Centre d’Histoire Espaces et Cultures – CHEC | Université Clermont Auvergne
Journée d’étude organisée par le CHEC et le CELIS dans le cadre du projet régional « Les poètes dans la cité en Révolution (1789-1848) »
Responsables scientifiques : Clare Siviter et Jérémy Decot
« Un engagement en vers et contre tous : servir les révolutions, rejouer leurs mémoires (1789-1848) »
Le nouveau Siècle (1806)
Dans un champ par le soc récemment déchiré,
J’ai vu le nouveau Siècle aux formes colossales.

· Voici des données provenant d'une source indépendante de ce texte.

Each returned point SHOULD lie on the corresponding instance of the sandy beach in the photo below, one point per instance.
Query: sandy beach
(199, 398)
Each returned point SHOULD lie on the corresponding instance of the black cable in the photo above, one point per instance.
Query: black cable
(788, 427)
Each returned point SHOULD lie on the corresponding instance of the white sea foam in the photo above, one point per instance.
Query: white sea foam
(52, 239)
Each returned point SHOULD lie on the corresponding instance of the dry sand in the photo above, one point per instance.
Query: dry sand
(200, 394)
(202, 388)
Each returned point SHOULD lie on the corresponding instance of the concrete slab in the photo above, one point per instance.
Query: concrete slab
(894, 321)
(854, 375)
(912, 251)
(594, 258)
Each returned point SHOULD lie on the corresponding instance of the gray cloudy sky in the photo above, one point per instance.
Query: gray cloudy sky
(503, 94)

Il marchait à grands pas, triomphant et paré
D’un chapelet de couronnes royales,
Et sur le sol au loin, de ses mains libérales,
Il jetait des grains noirs.
« Que sèmes-tu ? Voyons.
– Ami ! … des révolutions. »
Théophile Conrad Pfeffel (1736-1809)
L’évocation de l’engagement politique lors des révolutions françaises entre 1789 et 1848 peut faire penser aux pamphlets et à la presse, organes d’influence idéologique en temps de combat. Or les vers occupent une place significative dans ces supports médiatiques. La Décade philosophique prétend même que ces odes, chansons et hymnes composés sous la Révolution « passer[aie]nt à la postérité la plus reculée » (8 juin 1794). Qu’ils fréquentent la Muse en amateurs ou en professionnels de la plume, plusieurs acteurs politiques de la période sont ainsi des versificateurs de poésie, de théâtre, ou de chansons – pensons notamment à Marie-Joseph Chénier, François de Neufchâteau, Collot d’Herbois, Fabre d’Eglantine, Antoine-Vincent Arnault, et même au jeune Bonaparte ; à Benjamin Constant, Pierre Lebrun, Chateaubriand, Victor Hugo, ou encore Alphonse de Lamartine. L’un des héritages les plus emblématiques des Révolutions n’est-il pas d’ailleurs La Marseillaise ?

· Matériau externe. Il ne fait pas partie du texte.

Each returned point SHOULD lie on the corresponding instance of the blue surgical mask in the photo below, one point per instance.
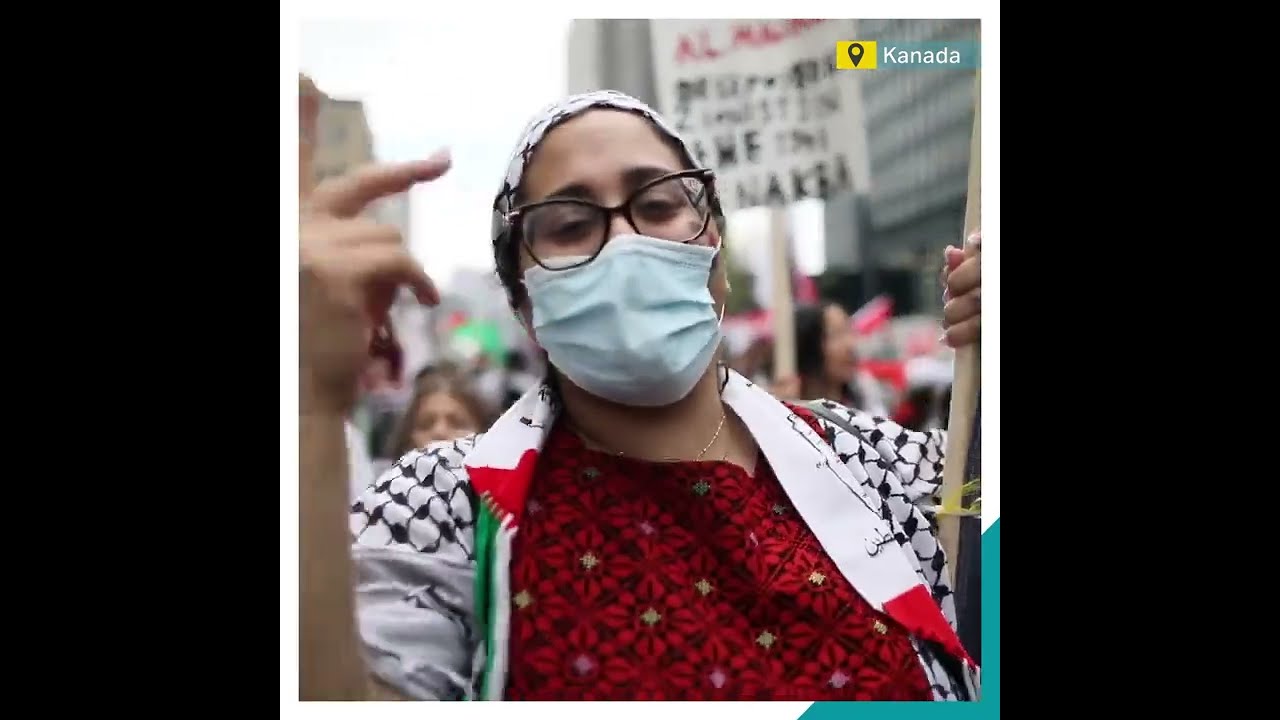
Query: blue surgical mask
(636, 326)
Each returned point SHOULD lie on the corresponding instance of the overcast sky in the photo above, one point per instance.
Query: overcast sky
(444, 82)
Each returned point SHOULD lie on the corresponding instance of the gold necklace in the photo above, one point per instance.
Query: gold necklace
(620, 454)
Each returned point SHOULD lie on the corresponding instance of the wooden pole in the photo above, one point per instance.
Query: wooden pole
(784, 310)
(968, 367)
(309, 113)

Peu d’ouvrages placent l’engagement littéraire de la Révolution de 1789-1799 au cœur de leur étude, d’autant moins quand il s’agit des vers. Pourtant, les travaux récents de Corine Legoy et de Jean-Luc Chappey, parmi d’autres, nous démontrent que la poésie reste un mode d’expression privilégié de l’engagement politique, non seulement sous la Révolution, mais même lors de la Restauration. En effet, surtout pour une enquête allant jusqu’en 1848, il s’agit d’un moment où les vers sont en pleine redéfinition (avec la démocratisation de la versification, la montée de la poésie ouvrière et des fluctuations génériques, notamment l’essor du drame et du poème en prose) et où la mémoire des révolutions françaises prend une autre signification à l’échelle européenne. Ces évolutions rendent d’autant plus nécessaire d’examiner l’engagement et l’invocation de la mémoire révolutionnaire dans les vers.

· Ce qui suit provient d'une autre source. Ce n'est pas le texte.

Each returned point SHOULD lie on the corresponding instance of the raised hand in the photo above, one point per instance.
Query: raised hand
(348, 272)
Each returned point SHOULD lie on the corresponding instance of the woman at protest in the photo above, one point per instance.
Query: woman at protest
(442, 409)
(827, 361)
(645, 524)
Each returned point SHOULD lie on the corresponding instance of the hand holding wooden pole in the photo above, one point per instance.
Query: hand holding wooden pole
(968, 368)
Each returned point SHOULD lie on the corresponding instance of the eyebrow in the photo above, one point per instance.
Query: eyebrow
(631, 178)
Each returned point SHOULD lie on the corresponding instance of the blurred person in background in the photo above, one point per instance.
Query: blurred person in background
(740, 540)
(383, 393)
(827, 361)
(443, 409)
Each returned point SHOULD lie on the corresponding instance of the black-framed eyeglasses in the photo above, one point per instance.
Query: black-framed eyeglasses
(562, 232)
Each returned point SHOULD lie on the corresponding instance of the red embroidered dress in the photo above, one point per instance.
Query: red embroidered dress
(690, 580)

La mémoire de la « Grande Révolution » reste au cœur de l’engagement politique à travers les décennies, et ses œuvres, telles que les chansons, pièces de théâtre et pamphlets, sont réimprimées, surtout au moment des crises politiques. Les versificateurs font revivre la Révolution et s’en servent pour leur combat idéologique. La poésie et le théâtre, comme genres littéraires, s’affirment donc comme l’expression de manifestations collectives, que ce soit sur les planches, ou lors de lectures et autres récitations publiques.
Si la place des poètes et des dramaturges dans cet « âge des révolutions » a déjà été analysée, on s’interrogera davantage, dans le cadre de cette journée d’étude, sur la mobilisation des mémoires révolutionnaires de 1789 à 1848 chez ces versificateurs, et sur les formes artistiques qu’ils privilégient au service de leur propre lutte politique (ici limitées à la poésie, au théâtre versifié parlé ou en musique, et aux chansons). On s’intéressera plus particulièrement aux problématiques suivantes :
1. Les textes : contenu et idéologie, les genres et leurs évolutions, l’usage du vers et son évolution, les mouvements littéraires…
2. Les auteurs : engagement politique, effets de générations, réseaux…
3. Les conditions de production et de diffusion : dimension collective de la production et de la réception, commandes, moyens de diffusion (presse, almanachs, sociétés littéraires, lectures publiques, librairies), traductions, adaptations et rééditions…
4. Les publics : profil, localisation, effets de génération…
Comité scientifique : Philippe BOURDIN (Université Clermont Auvergne), Jean-Luc CHAPPEY (Université Paris I), Françoise LE BORGNE (Université Clermont Auvergne), Catriona SETH (All Souls College, University of Oxford), et Nathalie VINCENT-MUNNIA (Université Clermont Auvergne).